2. Pengukuran pada log B menunjukan tinggi 140cm dengan gradasi warna perselingan
antara batulempung dan batubara. Batubara pada log ini mempunyai kilap yang berbeda
dengan kilap pada log A yakni kilap yang didominasi adalah kilap terang (bright). Tidak
semua batubara pada perselingan ini mempunyai kilap yang sama dan ketebalan lapisan
yang sama. Batulempung sebagai batuan penciri batubara yang bersisipan dengan
batubara mempunyai warna abu terang dan lunak.

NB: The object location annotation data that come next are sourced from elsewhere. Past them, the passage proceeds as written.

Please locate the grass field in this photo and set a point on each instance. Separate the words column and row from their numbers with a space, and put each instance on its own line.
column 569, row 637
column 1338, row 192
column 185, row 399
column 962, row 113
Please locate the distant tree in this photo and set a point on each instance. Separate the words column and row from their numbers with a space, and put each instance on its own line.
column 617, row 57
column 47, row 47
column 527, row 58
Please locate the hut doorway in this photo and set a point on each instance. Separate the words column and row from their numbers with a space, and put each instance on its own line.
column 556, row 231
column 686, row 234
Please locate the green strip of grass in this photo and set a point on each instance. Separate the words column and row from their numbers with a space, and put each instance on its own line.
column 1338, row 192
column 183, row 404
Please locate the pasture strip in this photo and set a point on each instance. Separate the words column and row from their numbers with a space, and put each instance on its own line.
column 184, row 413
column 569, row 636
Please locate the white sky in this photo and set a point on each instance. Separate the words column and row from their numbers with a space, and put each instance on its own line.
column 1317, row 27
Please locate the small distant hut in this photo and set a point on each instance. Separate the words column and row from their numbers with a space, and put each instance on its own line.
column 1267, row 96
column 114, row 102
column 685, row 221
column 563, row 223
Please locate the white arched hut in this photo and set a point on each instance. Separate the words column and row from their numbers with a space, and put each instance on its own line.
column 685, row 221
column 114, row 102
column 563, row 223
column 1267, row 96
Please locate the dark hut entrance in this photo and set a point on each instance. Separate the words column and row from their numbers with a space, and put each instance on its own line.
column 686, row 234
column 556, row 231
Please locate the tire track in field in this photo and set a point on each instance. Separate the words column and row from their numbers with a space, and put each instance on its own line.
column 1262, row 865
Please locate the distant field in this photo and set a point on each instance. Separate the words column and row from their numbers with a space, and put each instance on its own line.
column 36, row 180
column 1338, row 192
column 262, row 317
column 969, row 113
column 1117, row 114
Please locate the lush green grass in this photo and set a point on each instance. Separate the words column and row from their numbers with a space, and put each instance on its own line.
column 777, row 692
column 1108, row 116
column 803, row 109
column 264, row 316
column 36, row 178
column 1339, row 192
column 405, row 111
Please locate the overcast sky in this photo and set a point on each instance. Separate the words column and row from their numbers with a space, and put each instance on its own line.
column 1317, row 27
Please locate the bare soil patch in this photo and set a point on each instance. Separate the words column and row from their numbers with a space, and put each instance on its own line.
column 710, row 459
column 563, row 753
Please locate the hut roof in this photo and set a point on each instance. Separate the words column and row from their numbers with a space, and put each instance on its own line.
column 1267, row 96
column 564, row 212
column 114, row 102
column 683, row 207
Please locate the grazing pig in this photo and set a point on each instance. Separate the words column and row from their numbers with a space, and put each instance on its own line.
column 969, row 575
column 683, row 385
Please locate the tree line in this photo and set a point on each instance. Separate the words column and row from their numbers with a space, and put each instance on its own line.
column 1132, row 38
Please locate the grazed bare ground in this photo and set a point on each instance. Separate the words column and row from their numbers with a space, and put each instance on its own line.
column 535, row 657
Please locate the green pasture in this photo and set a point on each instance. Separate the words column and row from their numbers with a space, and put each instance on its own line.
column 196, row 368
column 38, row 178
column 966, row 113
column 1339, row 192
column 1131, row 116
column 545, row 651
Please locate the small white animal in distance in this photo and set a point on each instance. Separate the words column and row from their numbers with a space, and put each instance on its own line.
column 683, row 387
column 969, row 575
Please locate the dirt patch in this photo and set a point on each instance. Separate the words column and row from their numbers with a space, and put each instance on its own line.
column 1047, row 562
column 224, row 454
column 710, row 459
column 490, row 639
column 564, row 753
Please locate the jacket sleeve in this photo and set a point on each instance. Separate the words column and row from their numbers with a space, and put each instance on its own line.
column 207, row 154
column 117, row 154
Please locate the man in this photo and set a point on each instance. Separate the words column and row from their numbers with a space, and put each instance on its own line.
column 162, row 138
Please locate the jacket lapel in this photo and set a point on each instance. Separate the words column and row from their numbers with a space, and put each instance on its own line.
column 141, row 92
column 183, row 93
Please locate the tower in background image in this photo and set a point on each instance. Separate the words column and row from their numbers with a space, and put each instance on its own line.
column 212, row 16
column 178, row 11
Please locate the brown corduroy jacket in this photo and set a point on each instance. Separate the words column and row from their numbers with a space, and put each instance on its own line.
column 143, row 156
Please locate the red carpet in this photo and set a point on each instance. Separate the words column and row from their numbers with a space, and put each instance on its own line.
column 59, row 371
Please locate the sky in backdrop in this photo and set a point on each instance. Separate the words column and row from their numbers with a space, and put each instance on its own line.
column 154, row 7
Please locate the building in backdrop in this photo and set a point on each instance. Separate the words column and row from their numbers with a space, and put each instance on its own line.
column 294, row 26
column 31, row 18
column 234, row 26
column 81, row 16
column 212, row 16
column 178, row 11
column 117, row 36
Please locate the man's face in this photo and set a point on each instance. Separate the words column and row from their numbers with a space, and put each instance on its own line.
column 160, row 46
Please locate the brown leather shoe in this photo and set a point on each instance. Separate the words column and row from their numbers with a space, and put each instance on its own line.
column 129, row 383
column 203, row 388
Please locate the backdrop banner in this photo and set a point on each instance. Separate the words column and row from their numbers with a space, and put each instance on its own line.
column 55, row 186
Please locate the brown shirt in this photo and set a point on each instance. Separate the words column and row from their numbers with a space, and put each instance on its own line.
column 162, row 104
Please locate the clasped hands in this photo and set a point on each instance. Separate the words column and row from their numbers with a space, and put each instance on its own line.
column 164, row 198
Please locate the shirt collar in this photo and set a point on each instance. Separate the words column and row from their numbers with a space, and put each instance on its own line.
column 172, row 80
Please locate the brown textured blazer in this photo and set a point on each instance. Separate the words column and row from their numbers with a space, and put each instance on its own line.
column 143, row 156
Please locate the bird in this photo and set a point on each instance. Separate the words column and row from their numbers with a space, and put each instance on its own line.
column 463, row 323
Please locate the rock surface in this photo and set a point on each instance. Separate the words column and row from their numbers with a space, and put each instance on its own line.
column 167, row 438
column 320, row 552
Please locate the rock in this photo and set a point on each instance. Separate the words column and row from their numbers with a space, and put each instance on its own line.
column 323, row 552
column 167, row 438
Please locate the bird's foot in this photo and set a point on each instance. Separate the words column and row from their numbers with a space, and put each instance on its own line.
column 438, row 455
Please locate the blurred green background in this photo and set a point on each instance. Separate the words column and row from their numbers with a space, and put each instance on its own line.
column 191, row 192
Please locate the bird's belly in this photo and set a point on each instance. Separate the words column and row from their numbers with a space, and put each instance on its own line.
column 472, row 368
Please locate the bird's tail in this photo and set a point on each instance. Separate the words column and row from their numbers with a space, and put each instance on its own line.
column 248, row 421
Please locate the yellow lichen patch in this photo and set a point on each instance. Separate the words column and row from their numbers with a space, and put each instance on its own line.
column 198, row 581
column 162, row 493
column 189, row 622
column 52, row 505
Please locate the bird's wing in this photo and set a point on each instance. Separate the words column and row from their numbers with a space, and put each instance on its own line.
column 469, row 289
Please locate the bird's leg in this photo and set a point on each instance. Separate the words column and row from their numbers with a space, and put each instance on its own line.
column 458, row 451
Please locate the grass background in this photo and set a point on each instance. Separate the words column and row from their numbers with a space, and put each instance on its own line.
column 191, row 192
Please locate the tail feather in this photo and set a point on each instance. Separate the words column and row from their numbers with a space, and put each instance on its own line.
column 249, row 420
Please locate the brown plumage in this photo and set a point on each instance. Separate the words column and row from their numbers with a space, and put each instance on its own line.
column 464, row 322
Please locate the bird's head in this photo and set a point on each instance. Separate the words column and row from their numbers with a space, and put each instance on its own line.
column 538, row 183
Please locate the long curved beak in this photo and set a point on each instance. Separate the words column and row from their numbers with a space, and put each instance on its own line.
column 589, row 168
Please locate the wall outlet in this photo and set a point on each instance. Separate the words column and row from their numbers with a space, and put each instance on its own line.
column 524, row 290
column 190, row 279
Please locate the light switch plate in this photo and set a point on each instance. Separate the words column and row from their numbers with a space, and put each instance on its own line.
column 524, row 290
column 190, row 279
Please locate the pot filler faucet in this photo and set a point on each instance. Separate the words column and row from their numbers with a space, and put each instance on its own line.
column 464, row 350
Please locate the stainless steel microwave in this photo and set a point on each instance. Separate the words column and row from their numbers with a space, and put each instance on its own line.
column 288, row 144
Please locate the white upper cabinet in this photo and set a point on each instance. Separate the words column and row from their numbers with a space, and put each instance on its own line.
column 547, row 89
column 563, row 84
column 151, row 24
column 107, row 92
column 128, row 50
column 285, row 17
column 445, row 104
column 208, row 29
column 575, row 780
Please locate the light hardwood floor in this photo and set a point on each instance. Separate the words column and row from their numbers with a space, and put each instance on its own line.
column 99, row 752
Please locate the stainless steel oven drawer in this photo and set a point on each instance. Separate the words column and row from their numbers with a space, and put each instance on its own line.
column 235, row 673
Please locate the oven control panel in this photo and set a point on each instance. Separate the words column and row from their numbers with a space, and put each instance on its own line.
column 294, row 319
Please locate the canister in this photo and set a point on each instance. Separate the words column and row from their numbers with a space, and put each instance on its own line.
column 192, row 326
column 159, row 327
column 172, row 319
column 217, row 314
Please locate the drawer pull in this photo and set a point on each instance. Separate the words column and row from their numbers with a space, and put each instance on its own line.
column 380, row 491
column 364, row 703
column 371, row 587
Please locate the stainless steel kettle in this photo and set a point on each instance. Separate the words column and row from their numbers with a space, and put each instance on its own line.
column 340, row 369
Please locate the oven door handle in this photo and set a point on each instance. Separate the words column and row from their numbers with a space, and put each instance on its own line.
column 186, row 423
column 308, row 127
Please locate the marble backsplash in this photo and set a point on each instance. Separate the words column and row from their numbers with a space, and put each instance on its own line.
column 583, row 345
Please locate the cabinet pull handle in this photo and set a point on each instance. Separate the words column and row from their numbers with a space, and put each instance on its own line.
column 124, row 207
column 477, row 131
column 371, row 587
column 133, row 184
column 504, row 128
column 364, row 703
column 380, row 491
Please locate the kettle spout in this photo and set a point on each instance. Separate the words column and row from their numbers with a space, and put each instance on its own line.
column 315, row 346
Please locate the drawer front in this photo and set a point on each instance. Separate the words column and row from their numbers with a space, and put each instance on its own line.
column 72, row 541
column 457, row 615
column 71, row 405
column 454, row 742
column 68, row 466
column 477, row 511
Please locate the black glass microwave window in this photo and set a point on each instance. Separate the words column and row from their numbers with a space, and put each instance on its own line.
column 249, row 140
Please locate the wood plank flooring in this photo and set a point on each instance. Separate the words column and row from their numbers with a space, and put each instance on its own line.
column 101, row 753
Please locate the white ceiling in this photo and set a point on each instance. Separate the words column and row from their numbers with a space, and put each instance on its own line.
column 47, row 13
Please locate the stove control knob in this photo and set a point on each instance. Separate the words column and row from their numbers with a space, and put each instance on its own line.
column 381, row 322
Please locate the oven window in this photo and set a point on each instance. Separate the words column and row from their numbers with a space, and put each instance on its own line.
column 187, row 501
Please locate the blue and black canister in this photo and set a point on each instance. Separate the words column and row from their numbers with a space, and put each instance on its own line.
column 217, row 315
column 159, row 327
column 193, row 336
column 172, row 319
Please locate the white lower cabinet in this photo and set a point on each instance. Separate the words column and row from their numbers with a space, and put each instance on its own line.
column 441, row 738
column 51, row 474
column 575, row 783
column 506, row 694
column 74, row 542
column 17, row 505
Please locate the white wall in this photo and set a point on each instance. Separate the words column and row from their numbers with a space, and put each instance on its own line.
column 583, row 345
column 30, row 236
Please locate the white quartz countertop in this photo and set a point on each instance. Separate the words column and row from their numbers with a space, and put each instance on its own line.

3. Pengukuran pada log C menunjukan tinggi 120cm dengan gradasi warna batulempung
kontak dengan batubara dimana lapisan batulempung lebih tebal dibandingkan dengan
batubara. Batubara pada log ini mempunyai kilap terang (bright). Batulempung sebagai
batuan penciri batubara yang bersisipan dengan batubara mempunyai warna abu terang
dan lunak

Jarak antara penampang A ke B 60cm, jadi pada jarak 60cm batubara yang tadinya sisipan
menjadi perselingan dan B ke C 80cm dari jarak 80cm batubara yang perselingan dengan
batulempung sudah berubah menjadi kontak. Dari hal tersebut mengindikasikan pada jarak 60
dan 80cm ada terjadi erosi atau perubahan tekanan yang mengakibatkan terjadi demikian.